2019年5月17日に公布された「特許法等の一部を改正する法律」では、査証制度の創設と、損害賠償額の算定方法の見直しという2点において特許法が改正されました。

今回は、そのうち損害賠償額の算定方法の見直しについて、改正の内容を解説します。

特許法改正の概要

特許法等の一部を改正する法律は、2019年5月17日に公布され、2020年4月1日から一部を除いて施行されました。

損害賠償額の算定方法の見直しについては4月1日に施行されましたが、この改正により創設された査証制度は、半年後の10月1日に施行されました。

査証制度の詳しい解説は以下の記事を参照してください。

参考記事:『査証制度とは?流れや費用、要件など特許法改正で何が変わるかを解説』

この改正が問題となる場面

特許権者の特許を無断で使用するなど、特許権や専用実施権の侵害があった場合、損害賠償を請求するという侵害訴訟が問題となる場面です。

特許権が侵害された場合、不法行為責任に基づく損害賠償請求(民法709条)を行います。通常は権利を侵害された者が侵害の事実につき主張・立証しなければなりませんが、その立証は困難です。そのため、民法709条の特則として、改正前特許法102条1項が損害額の推定について規定していました。

しかし、この規定については、認められる損害賠償額が不十分であることに加えて、条文の解釈が不明確であるという問題がありました。

損害賠償額算定方法の見直し

この改正の主な内容として、①権利者の生産・販売能力等を超える部分の損害の認定、②ライセンス料相当額の増額の2点が挙げられます。

①権利者の生産・販売能力等を超える部分の損害を認定

特許法102条1項が改正され、侵害者が得た利益のうち、特許権者の⽣産能⼒等を超えるとして賠償が否定されていた部分について、侵害者にライセンスしたとみなして損害賠償の請求が認められるようになりました。

特許法102条1項
特許権者又は専用実施権者が故意又は過失により自己の特許権又は専用実施権を侵害した者に対しその侵害により自己が受けた損害の賠償を請求する場合において、その者がその侵害の行為を組成した物を譲渡したときは、次の各号に掲げる額の合計額を、特許権者又は専用実施権者が受けた損害の額とすることができる。

1号 特許権者又は専用実施権者がその侵害の行為がなければ販売することができた物の単位数量当たりの利益の額に、自己の特許権又は専用実施権を侵害した者が譲渡した物の数量(次号において「譲渡数量」という。

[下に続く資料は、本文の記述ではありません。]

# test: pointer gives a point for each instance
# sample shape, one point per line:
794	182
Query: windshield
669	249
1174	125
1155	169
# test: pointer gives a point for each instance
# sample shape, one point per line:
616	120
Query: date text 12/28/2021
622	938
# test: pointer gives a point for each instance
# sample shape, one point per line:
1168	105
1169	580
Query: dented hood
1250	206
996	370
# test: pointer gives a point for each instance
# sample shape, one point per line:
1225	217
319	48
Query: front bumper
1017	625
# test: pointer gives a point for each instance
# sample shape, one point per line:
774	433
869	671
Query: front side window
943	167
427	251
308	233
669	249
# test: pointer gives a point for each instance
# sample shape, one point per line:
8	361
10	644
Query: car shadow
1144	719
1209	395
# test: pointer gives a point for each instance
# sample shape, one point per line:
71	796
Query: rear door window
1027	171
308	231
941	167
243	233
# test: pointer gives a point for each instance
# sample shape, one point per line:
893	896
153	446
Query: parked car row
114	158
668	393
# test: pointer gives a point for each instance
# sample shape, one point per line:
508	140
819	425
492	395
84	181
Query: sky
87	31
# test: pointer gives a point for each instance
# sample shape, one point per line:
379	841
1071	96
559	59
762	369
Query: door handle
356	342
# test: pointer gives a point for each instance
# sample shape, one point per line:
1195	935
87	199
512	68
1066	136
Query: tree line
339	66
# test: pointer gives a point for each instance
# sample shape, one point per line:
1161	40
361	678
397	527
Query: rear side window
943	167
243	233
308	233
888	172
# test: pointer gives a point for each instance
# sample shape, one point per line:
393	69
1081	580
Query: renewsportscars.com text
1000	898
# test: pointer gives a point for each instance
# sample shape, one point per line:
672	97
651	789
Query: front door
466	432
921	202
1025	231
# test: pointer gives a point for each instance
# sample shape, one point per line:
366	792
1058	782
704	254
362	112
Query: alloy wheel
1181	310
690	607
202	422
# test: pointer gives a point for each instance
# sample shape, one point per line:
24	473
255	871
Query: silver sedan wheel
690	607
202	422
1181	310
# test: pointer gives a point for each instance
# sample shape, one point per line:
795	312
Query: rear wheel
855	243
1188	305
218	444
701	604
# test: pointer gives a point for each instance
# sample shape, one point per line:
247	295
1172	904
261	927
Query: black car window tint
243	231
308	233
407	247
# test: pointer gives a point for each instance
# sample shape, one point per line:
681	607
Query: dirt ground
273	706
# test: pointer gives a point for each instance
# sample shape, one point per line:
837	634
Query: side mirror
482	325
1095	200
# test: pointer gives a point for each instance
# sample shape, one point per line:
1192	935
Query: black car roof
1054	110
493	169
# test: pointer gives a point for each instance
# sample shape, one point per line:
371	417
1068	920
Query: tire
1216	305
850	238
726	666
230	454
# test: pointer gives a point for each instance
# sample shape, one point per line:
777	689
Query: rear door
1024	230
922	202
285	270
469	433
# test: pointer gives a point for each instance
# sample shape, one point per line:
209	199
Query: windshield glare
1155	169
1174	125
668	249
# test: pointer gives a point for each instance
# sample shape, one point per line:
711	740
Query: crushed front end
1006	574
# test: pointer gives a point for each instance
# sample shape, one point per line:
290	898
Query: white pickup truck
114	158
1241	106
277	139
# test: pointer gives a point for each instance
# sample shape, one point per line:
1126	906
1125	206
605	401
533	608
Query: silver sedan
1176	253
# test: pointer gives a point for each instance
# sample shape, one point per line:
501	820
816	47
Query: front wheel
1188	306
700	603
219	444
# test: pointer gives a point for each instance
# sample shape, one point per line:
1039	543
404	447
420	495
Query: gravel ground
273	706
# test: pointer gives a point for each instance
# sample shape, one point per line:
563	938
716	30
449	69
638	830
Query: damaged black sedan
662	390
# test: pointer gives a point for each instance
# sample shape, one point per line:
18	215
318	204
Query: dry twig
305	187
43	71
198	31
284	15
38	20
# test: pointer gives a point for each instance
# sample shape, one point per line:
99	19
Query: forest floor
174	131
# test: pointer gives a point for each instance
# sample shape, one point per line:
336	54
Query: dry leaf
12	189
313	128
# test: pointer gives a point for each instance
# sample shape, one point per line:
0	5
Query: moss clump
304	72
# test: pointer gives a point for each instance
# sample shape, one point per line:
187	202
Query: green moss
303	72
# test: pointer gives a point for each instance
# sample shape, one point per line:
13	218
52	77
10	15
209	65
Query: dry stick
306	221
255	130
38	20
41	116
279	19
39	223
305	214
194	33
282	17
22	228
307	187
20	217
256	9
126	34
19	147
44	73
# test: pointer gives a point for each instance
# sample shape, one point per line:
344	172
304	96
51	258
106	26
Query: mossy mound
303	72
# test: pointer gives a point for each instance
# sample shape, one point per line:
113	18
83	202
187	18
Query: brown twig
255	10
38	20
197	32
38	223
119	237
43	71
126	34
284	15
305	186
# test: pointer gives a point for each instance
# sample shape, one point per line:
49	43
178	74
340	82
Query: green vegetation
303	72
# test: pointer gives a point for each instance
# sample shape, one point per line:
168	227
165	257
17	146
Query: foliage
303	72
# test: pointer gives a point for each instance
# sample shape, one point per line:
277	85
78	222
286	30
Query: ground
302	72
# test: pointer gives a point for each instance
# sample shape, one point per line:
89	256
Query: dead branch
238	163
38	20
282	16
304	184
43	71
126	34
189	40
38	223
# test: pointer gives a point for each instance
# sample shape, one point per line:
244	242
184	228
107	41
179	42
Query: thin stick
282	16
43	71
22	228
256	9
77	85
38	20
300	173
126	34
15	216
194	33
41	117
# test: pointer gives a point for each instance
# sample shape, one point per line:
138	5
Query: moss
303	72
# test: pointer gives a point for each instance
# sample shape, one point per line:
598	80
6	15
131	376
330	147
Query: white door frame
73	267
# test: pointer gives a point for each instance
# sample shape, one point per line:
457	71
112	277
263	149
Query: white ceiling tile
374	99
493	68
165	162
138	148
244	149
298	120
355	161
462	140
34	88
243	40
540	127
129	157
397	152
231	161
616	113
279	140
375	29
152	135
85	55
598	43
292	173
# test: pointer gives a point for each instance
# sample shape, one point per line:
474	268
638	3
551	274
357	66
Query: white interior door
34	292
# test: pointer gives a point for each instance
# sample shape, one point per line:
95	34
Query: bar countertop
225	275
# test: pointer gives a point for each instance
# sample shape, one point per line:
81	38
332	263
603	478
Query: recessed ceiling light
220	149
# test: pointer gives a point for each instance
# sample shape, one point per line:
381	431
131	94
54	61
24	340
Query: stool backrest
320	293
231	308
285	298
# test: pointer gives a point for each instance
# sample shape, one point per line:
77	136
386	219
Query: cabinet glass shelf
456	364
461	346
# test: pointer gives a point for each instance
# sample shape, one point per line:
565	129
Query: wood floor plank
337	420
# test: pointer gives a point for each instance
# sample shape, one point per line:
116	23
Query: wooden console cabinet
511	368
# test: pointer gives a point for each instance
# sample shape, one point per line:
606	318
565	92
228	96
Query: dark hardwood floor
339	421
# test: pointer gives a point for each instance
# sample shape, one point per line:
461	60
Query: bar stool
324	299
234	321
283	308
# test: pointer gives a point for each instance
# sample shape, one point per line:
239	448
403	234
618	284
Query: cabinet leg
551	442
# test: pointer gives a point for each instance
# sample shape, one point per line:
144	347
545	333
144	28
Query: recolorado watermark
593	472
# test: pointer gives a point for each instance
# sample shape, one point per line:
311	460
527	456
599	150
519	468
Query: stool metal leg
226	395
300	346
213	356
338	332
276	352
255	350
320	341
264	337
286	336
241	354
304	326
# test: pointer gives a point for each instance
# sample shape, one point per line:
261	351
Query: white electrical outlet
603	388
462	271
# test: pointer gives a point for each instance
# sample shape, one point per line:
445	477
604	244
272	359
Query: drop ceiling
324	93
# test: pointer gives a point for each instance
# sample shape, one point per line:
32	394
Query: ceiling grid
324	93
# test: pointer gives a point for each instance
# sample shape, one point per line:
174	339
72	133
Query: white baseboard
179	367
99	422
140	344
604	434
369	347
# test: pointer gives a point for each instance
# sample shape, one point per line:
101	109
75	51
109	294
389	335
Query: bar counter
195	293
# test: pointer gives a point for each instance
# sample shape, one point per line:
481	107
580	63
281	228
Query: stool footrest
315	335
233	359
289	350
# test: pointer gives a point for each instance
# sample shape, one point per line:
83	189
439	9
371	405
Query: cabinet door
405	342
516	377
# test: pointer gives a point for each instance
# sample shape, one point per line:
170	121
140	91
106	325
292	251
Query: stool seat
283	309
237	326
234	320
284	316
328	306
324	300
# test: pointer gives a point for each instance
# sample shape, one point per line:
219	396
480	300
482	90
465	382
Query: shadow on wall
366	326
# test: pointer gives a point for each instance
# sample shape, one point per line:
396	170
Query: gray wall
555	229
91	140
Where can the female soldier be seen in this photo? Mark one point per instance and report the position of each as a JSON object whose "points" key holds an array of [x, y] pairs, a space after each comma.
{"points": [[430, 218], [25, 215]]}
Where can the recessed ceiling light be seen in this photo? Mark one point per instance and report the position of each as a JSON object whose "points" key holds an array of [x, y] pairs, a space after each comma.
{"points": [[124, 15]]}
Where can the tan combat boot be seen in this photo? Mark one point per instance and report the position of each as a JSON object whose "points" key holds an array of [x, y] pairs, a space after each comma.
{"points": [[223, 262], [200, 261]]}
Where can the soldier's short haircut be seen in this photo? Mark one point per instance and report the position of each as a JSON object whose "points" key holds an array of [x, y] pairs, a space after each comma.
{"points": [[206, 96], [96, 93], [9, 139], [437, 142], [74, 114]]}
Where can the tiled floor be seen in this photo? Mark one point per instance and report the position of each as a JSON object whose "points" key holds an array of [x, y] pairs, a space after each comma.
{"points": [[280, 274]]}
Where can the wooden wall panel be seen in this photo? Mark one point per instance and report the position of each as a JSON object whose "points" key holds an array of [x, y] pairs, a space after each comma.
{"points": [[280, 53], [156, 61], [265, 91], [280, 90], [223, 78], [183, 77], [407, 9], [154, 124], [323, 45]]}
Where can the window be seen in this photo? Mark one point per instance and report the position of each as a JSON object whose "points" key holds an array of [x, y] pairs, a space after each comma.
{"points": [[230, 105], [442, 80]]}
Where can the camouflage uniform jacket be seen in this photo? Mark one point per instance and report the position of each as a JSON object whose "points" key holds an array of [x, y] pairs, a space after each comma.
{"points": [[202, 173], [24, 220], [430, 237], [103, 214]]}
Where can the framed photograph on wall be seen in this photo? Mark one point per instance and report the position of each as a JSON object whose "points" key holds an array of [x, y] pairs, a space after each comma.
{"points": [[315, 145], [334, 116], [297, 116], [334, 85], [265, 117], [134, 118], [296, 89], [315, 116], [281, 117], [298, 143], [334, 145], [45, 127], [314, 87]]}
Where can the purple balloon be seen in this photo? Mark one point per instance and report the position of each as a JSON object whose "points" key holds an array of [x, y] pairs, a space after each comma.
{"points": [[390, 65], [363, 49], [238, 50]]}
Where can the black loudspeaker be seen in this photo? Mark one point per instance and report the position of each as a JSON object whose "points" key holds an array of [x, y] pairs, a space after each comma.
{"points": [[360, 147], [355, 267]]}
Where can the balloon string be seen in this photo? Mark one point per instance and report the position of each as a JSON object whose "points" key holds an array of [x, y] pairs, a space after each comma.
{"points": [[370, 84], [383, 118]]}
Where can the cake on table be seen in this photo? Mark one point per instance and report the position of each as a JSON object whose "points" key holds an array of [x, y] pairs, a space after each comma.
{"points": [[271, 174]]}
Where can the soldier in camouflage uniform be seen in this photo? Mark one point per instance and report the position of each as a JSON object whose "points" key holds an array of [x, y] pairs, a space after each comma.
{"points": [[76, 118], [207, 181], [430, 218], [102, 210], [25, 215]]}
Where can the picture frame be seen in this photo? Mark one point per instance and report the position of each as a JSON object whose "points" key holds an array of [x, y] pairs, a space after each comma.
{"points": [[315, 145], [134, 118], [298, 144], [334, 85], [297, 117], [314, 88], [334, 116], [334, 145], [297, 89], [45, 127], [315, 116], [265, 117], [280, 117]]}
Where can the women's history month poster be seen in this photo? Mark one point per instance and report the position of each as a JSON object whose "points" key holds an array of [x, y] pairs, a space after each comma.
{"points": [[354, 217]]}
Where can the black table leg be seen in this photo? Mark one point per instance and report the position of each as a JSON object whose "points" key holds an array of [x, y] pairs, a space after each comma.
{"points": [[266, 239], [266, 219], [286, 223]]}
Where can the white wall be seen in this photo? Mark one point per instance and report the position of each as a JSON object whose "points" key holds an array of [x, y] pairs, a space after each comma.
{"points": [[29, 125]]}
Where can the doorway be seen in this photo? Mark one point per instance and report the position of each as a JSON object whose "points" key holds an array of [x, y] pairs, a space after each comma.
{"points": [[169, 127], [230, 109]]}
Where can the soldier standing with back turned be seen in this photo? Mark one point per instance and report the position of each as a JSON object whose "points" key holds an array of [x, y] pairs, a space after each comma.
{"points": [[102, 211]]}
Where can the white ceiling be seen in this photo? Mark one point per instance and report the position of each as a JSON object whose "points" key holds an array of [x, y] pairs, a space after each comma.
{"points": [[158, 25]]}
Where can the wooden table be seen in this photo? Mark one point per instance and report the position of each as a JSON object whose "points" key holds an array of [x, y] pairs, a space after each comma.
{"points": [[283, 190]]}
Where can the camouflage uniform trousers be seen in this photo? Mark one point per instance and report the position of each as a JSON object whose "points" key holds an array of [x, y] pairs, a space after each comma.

)のうち当該特許権者又は専用実施権者の実施の能力に応じた数量(同号において「実施相応数量」という。)を超えない部分(その全部又は一部に相当する数量を当該特許権者又は専用実施権者が販売することができないとする事情があるときは、当該事情に相当する数量(同号において「特定数量」という。)を控除した数量)を乗じて得た額

2号 譲渡数量のうち実施相応数量を超える数量又は特定数量がある場合(特許権者又は専用実施権者が、当該特許権者の特許権についての専用実施権の設定若しくは通常実施権の許諾又は当該専用実施権者の専用実施権についての通常実施権の許諾をし得たと認められない場合を除く。)におけるこれらの数量に応じた当該特許権又は専用実施権に係る特許発明の実施に対し受けるべき金銭の額に相当する額

従来、特許権侵害の損害賠償は権利者側の生産・販売能力の範囲内に限定されていました。侵害者が侵害した製品を10000個販売した場合、権利者の生産能力が100個であれば、損害賠償が認められるのは100個分のみで、9900個分は賠償を受けることができませんでした。

今回の改正により、生産能力を超えた9900個分についても、ライセンス契約があった場合に権利者に支払われたであろう金額が損害賠償として認められることになります。

特許庁広報誌「とっきょ」2019年10月7日発行号より引用

②ライセンス料相当額の増額

特許法102条3項を改正し、同条4項が新設されました。これにより、ライセンス料相当額による損害賠償額の算定に当たり、特許権侵害があったことを前提として交渉した場合に決まるであろう額を考慮できる旨が明記されました。

具体的には、ライセンス料相当額の算定において、特許権侵害の事実、特許権者の許諾機会の喪失、侵害者が契約上の制約なく特許権を実施したことなど訴訟当事者間の具体的事情を考慮することができることが規定されました。

特許法102条
3項 特許権者又は専用実施権者は、故意又は過失により自己の特許権又は専用実施権を侵害した者に対し、その特許発明の実施に対し受けるべき金銭の額に相当する額の金銭を、自己が受けた損害の額としてその賠償を請求することができる。

4項 裁判所は、第一項第二号及び前項に規定する特許発明の実施に対し受けるべき金銭の額に相当する額を認定するに当たつては、特許権者又は専用実施権者が、自己の特許権又は専用実施権に係る特許発明の実施の対価について、当該特許権又は専用実施権の侵害があつたことを前提として当該特許権又は専用実施権を侵害した者との間で合意をするとしたならば、当該特許権者又は専用実施権者が得ることとなるその対価を考慮することができる。

ライセンス料とは?

ライセンス料とは、特許発明などの知的財産権の実施許可(ライセンス)の対価として、使用者が特許権者に対して支払うものです。

知的財産の使用に関しては、権利者と使用者がライセンス契約を締結し、ライセンス料を定めることになります。無断で特許を使用(侵害)された場合、侵害訴訟において、ライセンスがあったものとしてライセンス料を裁判所が算定します。その算定の判断要素が条文に明記された、というのが今回の改正内容の一部です。

特許のライセンス料相場についてはこちらの記事を参照してください。

参考記事:『特許のライセンス料相場について解説』

まとめ

・2019年5月17日に公布された「特許法等の一部を改正する法律」では、査証制度の創設と、損害賠償額の算定方法の見直しという2点において特許法が改正されました。

・損害賠償額の算定方法の見直しの主な変更点は、①権利者の生産・販売能力等を超える部分の損害の認定と、②ライセンス料相当額の増額の2点です。

・①について、権利者側の生産・販売能力の範囲内という損害賠償額の限定が廃止され、権利者の生産・販売能力を超える部分の損害も認められることになりました。

・②について、ライセンス料相当額による損害賠償額の算定に当たり、特許権侵害があったことを前提として交渉した場合に決まるであろう額を考慮できる旨が明記されました。